Updated: Feb 28, 2021


Friedrich Maximilian Klinger, 1752-1831

This is another post that explores new territory for me. I have not yet posted anything about relatives who did not immigrate to America. However, in this case, I am making an exception and introducing you to a member of the family that had decided to stay in Europe and try to make his way.


Friedrich Maximilian Klinger was born 17 February 1752 in Frankfurt, an Imperial Free City of the Holy Roman Empire at that time. His father Johann, the son of a farmer, was a cannoneer in the municipal artillery who died when Friedrich was eight years old, making his early years a hard struggle. His mother, Cornelia Fuchs Klinger, the daughter of a sergeant of the same artillery unit, was forced to support her son and two daughters by washing laundry from the Frankfurt elite—including, perhaps, Friedrich's future friends and patrons, the Goethes of Hirschgrabenallee. In spite of this misfortune, Friedrich excelled in his studies and won a scholarship to study at the gymnasium, where he also worked as a tutor to earn money for his family. Of his parents, Friedrich wrote: "My father was a wonderful, fiery man...of noble mind," and "I had a good, honest, sensible mother."

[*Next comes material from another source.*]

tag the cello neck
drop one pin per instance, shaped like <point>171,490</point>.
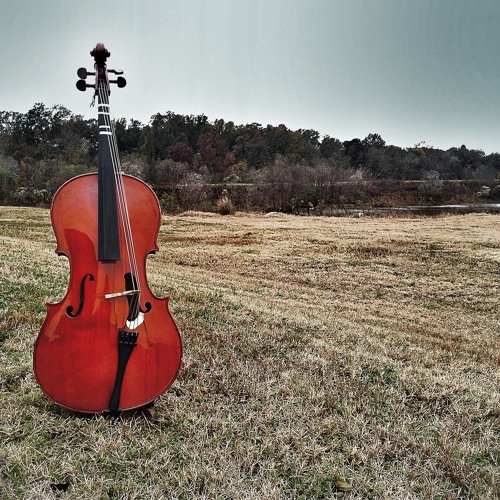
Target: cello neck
<point>109,172</point>
<point>108,240</point>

Johann Wolfgang von Goethe (1749-1832)

Though there is little documentation of Friedrich's earliest interactions with Johann Wolfgang von Goethe during their Frankfurt years, they appear to have made their acquaintance by 1773, as Friedrich had begun work on his first dramas. They soon became fast friends.


Friedrich enrolled in the University of Giessen in 1774 with the little money he had been able to save. Goethe had urged him to let him pay for his studies, but Friedrich steadfastly refused. However, his money was soon gone and he was compelled to accept Goethe's generosity for over a year and possibly until the break with him in 1776. Friedrich began to study the law, with the intention of entering civil service in Frankfurt after his graduation.


However, he spent as little time as possible studying. He read poetry, practiced riding, shooting and fencing, as well as working on his own literary productions. He was a handsome young man and had great success with the ladies. He loved one girl after the other, or even several at a time, with light-hearted amorality.


In 1775, he published his first dramas: Otto, a "Ritterdrama" (knight's tale) in the style of Goethe's Götz, and Das leidende Weib (The Suffering Wife), a tale of tragic love, modeled after Jakob Michael Reinhold Lenz's Hofmeister. Both appeared anonymously and at first it was thought that Goethe and Lenz were the authors. The truth was soon revealed.


Friedrich submitted his tragedy Die Zwillinge (The Twins) to a contest in 1776 hosted by the Hamburg theatre under the auspices of the actress Sophie Charlotte Ackermann and her son, the famous actor and playwright Friedrich Ludwig Schröder. The play took first prize, earning Friedrich enough critical acclaim to have it successfully performed in Hamburg on one of the most famous stages in Germany.


Dissatisfaction with his law studies reached a peak in June 1776 when he left school just a few months before graduation. He went to Weimar in the hope that Goethe, who had just entered the service of Karl August, Grand Duke of Saxe-Weimar-Eisenach, would be able to secure a government position for him. Goethe greeted him joyfully at first, but very soon tired of him. Friedrich later blamed the split on their mutual friend Christoph Kaufmann, who supposedly undermined Goethe's opinion of Friedrich. Friedrich then tried to become an army officer. It mattered little to him which army, whether that of Prussia, Russia, or even England.


In this time of inner turmoil and indecision, Friedrich produced Sturm und Drang (Storm and Stress). He had originally intended to call it Der Wirrwarr (Turmoil), but Kaufmann suggested Sturm und Drang and Friedrich agreed that it was a better title.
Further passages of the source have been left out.